I hope that makes sense... and that you can see why I am glad I moved to the UK!

As part of my licence professionnelle, I had the opportunity to spend a semester at Northumbria University as an exchange student and to do my work placement with Newcastle Libraries. I got a job as a Library and Information Assistant at Newcastle Libraries right after I finished my degree, and I am still there! I was lucky to arrive a year before the new City Library opened, and therefore saw and participated in many different things. However, I feel that my library assistant shoes are getting a bit tight: I would like to do more! I have a library degree, I can do more than what I am currently doing, and I would love to have more responsibilities and learn about new things... That's why I joined CILIP: to progress in my career. And as soon as I have been a member for a year, I will be looking into registering for Chartership.

An elephant in the corner

After a few weeks break, I am now trying to catch up and get back into library things... So, where were we up to ? Ah, Thing 8: Google Calendar. Actually, I'm going to skip that! I already know how to use an online calendar, and I have no use of Google's... Which brings us to Thing 9: Evernote, and its little elephant logo.

I had never heard of Evernote before, but I am really impressed!
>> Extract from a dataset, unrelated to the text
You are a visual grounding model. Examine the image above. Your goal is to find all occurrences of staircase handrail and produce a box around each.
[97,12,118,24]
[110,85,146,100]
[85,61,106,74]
It is a great tool... I already use an RSS feed reader, but it is not worth adding a whole blog if you are really only interested in one page or article. I used to add single pages or online PDFs to my "favourite bookmarks" in my browser, but I do not like doing that too much: it makes my favourites look messy (!) and I usually forget the pages are in there and end up never reading them... Evernote seems a great solution to this: I can keep all webpages and PDFs together, neatly organised in folders, along with my little comments as well. Just to have a go, I started gathering notes about search engines: a little list of ones I had found interesting but am afraid to forget about, Phil Bradley's selection straight from his blog, etc.
I connected my Evernote and Twitter accounts to be able to save tweets. I think this is going to be useful, as I tend to retweet things I found interesting more than tweet myself, and by sending these tweets to Evernote at the same time, I will be able to keep a trace of them. I haven't tried logging into my Evernote account from my mobile or a different computer, but being able to access documents anywhere is definitely an interesting functionality. Maybe one I'll be using in the future?